A local education firm Puget Sound Educational Service District reported a data breach incident that exposed the information of both students and teachers.
The company that helps public, private, and charter schools in the Kind and Pierce Countries said unauthorized access has been made on more than one occasion between spring and summer 2020.
Threat actors who accessed the company’s network managed to access student and teacher emails, containing complete names, birthdates, social security numbers, bank account information, and medical records.
Puget Sound Educational Service is still undergoing initial investigation to know the scope of the breach, leaving no definite answer to how the information was obtained and what further information was compromised.
Executive director Jessica DeBarro said the company is conducting an ‘extensive review’ of all the messages in its system, including all the documents. “The good news is, we have no evidence so far that this information was misused,” said DeBarro.
While the investigation is ongoing, Puget Sound Educational Service has put up new and enhanced security measures to prevent the same incident from happening. Whether or not the hackers were able to access the system through phishing, the company has overhauled its security place.

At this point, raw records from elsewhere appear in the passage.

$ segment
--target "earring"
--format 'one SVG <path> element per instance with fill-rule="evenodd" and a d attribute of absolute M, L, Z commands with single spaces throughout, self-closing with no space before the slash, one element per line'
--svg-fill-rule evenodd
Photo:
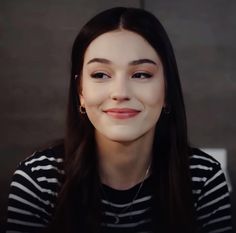
<path fill-rule="evenodd" d="M 163 107 L 162 109 L 163 109 L 163 112 L 164 112 L 165 114 L 170 114 L 170 113 L 171 113 L 170 106 Z"/>
<path fill-rule="evenodd" d="M 81 114 L 86 114 L 86 109 L 82 105 L 79 106 L 79 111 Z"/>

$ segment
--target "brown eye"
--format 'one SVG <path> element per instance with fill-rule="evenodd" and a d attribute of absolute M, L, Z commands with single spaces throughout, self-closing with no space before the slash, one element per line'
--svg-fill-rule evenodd
<path fill-rule="evenodd" d="M 103 73 L 103 72 L 97 72 L 97 73 L 93 73 L 91 74 L 92 78 L 96 78 L 96 79 L 107 79 L 110 78 L 110 76 L 108 76 L 107 74 Z"/>
<path fill-rule="evenodd" d="M 152 74 L 149 74 L 146 72 L 137 72 L 137 73 L 133 74 L 132 77 L 137 78 L 137 79 L 147 79 L 147 78 L 151 78 Z"/>

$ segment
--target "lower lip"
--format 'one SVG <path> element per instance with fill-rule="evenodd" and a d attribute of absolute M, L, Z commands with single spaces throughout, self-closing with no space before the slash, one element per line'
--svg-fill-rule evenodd
<path fill-rule="evenodd" d="M 106 114 L 116 119 L 129 119 L 137 116 L 139 112 L 106 112 Z"/>

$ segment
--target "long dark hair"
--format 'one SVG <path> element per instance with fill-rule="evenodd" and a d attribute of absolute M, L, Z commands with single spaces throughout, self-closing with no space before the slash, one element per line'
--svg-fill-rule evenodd
<path fill-rule="evenodd" d="M 94 128 L 80 105 L 80 75 L 88 45 L 99 35 L 125 29 L 141 35 L 155 49 L 164 67 L 167 110 L 156 125 L 153 144 L 153 231 L 194 232 L 186 113 L 172 45 L 151 13 L 116 7 L 92 18 L 75 39 L 64 140 L 65 181 L 52 221 L 55 232 L 99 232 L 101 221 L 98 158 Z M 75 79 L 75 76 L 78 76 Z"/>

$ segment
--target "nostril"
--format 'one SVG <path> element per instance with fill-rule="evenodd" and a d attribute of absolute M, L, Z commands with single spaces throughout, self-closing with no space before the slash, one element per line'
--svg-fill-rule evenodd
<path fill-rule="evenodd" d="M 125 101 L 125 100 L 129 100 L 130 98 L 128 96 L 114 95 L 112 96 L 112 99 L 116 101 Z"/>

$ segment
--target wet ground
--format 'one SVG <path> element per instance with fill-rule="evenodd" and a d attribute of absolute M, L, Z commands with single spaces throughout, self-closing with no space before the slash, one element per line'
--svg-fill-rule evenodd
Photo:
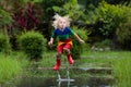
<path fill-rule="evenodd" d="M 60 72 L 62 74 L 61 78 L 67 79 L 66 73 L 63 74 L 63 71 Z M 100 71 L 102 75 L 96 75 L 99 73 L 98 71 Z M 103 75 L 103 73 L 106 71 L 107 74 Z M 108 76 L 110 74 L 109 71 L 110 69 L 74 69 L 70 72 L 71 74 L 73 72 L 73 76 L 71 75 L 70 77 L 73 80 L 57 80 L 58 76 L 56 73 L 55 77 L 22 77 L 22 79 L 13 80 L 19 80 L 17 83 L 10 83 L 5 87 L 111 87 L 114 78 L 111 76 Z"/>

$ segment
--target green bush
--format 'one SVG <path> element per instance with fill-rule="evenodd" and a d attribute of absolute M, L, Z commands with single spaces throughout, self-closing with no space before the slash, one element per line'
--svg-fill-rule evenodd
<path fill-rule="evenodd" d="M 0 53 L 0 84 L 5 84 L 22 72 L 22 64 L 17 59 Z"/>
<path fill-rule="evenodd" d="M 31 60 L 38 60 L 46 50 L 46 39 L 37 32 L 27 32 L 20 36 L 19 44 L 21 49 Z"/>
<path fill-rule="evenodd" d="M 88 33 L 83 28 L 79 29 L 78 27 L 73 27 L 74 32 L 84 40 L 87 40 Z M 80 59 L 81 53 L 83 52 L 83 47 L 85 44 L 80 44 L 76 38 L 73 37 L 73 48 L 71 50 L 73 59 Z"/>
<path fill-rule="evenodd" d="M 9 52 L 10 51 L 10 42 L 9 37 L 7 35 L 0 34 L 0 52 Z"/>

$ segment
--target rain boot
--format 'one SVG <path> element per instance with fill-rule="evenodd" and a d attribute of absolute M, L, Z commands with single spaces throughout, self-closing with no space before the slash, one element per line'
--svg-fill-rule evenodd
<path fill-rule="evenodd" d="M 70 64 L 74 63 L 74 60 L 72 59 L 71 54 L 68 54 L 68 61 L 69 61 Z"/>
<path fill-rule="evenodd" d="M 61 60 L 60 60 L 60 59 L 57 59 L 57 64 L 53 66 L 53 70 L 55 70 L 55 71 L 58 71 L 59 67 L 60 67 L 60 65 L 61 65 Z"/>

The company is also contacting those individuals who may be affected by the incident. The possible data exposed in the breach are notified and can reach out to the district through a special assistance hotline of 1-800-223-0837.
“We have a dedicated assistance line which people can call and get more information. We also have put out information on how to put security freezes on one’s credit,” said DeBarro.
Assistive services provided by companies like Puget Sound Educational Service is contracted to deliver and support quality education. These special services are created for regional agencies to help schools all over the country.
Meanwhile, these agencies get attacked by hackers too, because of the comprehensive data available, that could help threat actors obtain what they need. In this incident, it’s expected that hackers have obtained crucial data for fraudulent acts such as bank information and social security numbers.
Agencies are more vulnerable to the lack of superior security in place, leaving significant information open to the public. While the investigation is still ongoing, one thing’s for sure, Puget’s security requires tightening to keep all data safe and secure from threat actors and hackers.